De um modo estritamente pessoal, manifestamente inusitado e sem dúvida de propósito, João Paulo II fala (escreve) na primeira pessoa: Dirijo-me a vós... A minha primeira mensagem... Assumindo o voto, eu quis... Não cessei de levantar a voz... Sinto o dever... Pela minha parte... Eu lançara apelo... etc. E deixa-nos um breve mas incisivo compêndio a que chama “Silabário da paz”, que é uma síntese doutrinal sobre a paz (nº 3 da Mensagem), da qual pode ler-se: “As várias faces do prisma da paz foram já abundantemente ilustradas. Agora falta apenas agir”. E ainda: “O esforço de educar a nós mesmos e aos outros para a paz, nós, os cristãos, sentimo-lo como fazendo parte da índole mesma da nossa religião. De facto, para o cristão proclamar a paz é anunciar Cristo que é “a nossa paz” (Ef. 2, 14), anunciar o seu Evangelho que é “Evangelho da paz” (Ef. 6, 15), chamar todos à bem-aventurança de ser obreiros da paz” (Cf. Mt. 5, 9).

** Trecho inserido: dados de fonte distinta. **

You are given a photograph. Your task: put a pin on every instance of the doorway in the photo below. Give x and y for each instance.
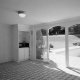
(57, 45)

A educação para a paz supõe e exige a educação para a legalidade, o que aconteceu “desde os alvores da civilização” através de acordos, pactos, ordenamentos jurídicos, direito internacional, postulados do direito natural e princípios aceites como superiores aos próprios Estados. A tentação de impor o direito à força à força do direito provocou a maior crise de que foi vítima a humanidade no século passado, com a IIª Guerra Mundial. Esta conduziu a “uma profunda renovação do ordenamento jurídico internacional”, de que resultaram a Organização das Nações Unidas, o Conselho de Segurança (com a proibição do recurso à força) e a Carta das Nações Unidas, que abriu duas excepções a tal proibição.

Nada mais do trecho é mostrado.